This is the actual true story of a squirrel who was found injured and nursed by this lady and her dog who was having a litter of puppies adopted it as her own. I have verified the story on Snopes.
I got this in my mail today, and I had seen it before, but I'm sure some of you haven't, so I thought I would post it here.
For about as long as she can remember, Debby Cantlon says, friends and strangers have brought her animals in need. So it wasn't much of a surprise when someone asked her if she'd care for a newborn squirrel found at the base of a tree somewhere near Renton.
Finnegan naps after feeding.
The following is the story as extrapolated from Snopes.
Origin
It isn't at all unusual for an orphaned infant of one species to be accepted by a litter of a completely different species. Dogs, cats, and squirrels are among a variety of mammals whose females will often raise another's offspring when it is introduced into their own litter — nursing, washing, protecting, and playing with the newcomer as if it were one of her own.
Such was the case with Finnegan the squirrel, who was found injured and malnourished in the Seattle area in September 2005, when he was but a few days old. He was brought to Debby Cantlon, an area resident with a reputation for taking in sick and injured animals and nursing them back to health.
What happened next was a bit unexpected.
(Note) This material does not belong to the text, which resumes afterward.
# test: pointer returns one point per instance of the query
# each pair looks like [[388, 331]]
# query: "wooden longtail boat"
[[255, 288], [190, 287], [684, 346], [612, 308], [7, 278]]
Ms. Cantlon reported that her black and white Papillon dog, Mademoiselle Giselle, who was pregnant at the time, twice dragged the kennel in which Finnegan was being cared for across the house and deposited it next to her own doggie bed:
"She would go and take the kennel and drag it through the dining room, through the kitchen and the hallway and park it next to her bed. I didn't know if she wanted to the squirrel to eat it or to nurse it."
After Mademoiselle Giselle gave birth to her pups but continued to pay as much (or more) attention to Finnegan than to her own litter, Ms. Cantlon decided to let Finnegan out of his cage and see what happened. And what happened was that Mademoiselle Giselle adopted Finnegan as one of her own:
"I just gave her the squirrel and she was just ecstatic. She was all over him — lick, lick, lick, lick, lick. Instinct is a wonderful thing. It sort of takes over and tells you what to do."
Ms. Cantlon said that once Finnegan learned how to forage for food on his own she planned to release him back into the wild.